When Joe and I moved to Seattle, some (gasp) eight years ago, we bought a Seattle city guidebook, a
Frommers or
Foders or
Lonely Planet to show us around the city we had chosen as our home. Having spent the previous four years in Anchorage, Alaska, we were thrilled to find the prices in Seattle incredibly affordable (Fresh produce year round! Dinner out for under $40!) and the city fabulously full of equal parts foody, outdoorsy, eco-aware, and non-conformist.
The part I remember about the guidebook: It broke Seattle down into neighborhoods, which is actually how Seattlites see/live/visit/talk about the city. (Portlandites may be fond of their double-letttered ordinals, but we've got 'hoods so distinct as to be mini-cities on their own.) The part I remember about the guidebook: The page on Fremont. The title was, and I kid you not:
Fun, Funky Fremont.
Since then I can neither visit nor speak about this hippie/anything-goes spot perched atop the ship canal to Lake Union like an escaped Macaw without hearing (in my head) those three alliterative words.
For those of you who aren't from around here:
Fremont is both fun and funky, but that's a little simplisticly put. Fremont very much has a live-and-let live attitude, and it's filled with hippies and artists and hipsters and vegans and all things West Coast. It is home to my favorite parade of the year--which is opened with hundreds of naked bicyclists festooned in full body paint peddling their way down Fremont Avenue. It is home to the very iconic
troll, who winks beneath the SR-99 bridge while clutching a VW bug, among a number of other public art installations.

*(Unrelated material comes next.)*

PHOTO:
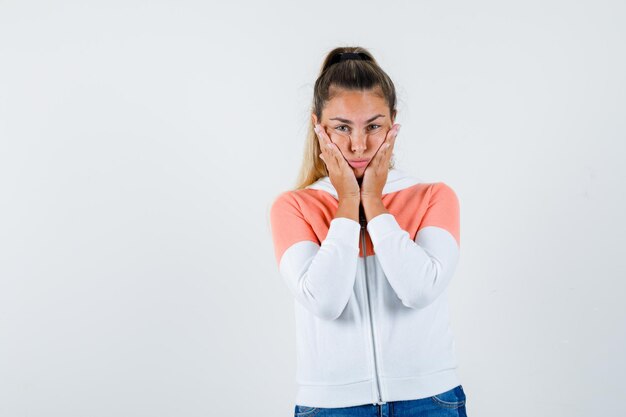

Having said all that. I made what can only be described as something sort of ugly. One might call it a doll, but that would be a bit generous. And last weekend, on my way to the Fremont Sunday market (a raucous and motley collection of "antiques," screenprinted t-shirts, and bongs being hawked alongside mini-donuts and falafel), I snatched the opportunity to re-home said ugly almost-doll.
This is my fourth Toy Society drop, dropped on the intersection of Fremont and 38th, on Sunday morning around 11 am-ish. When we returned, some time later, the almost-doll was gone. May he/she have found a loving home where he/she can be appreciated for all that she/he is and can be. Godspeed.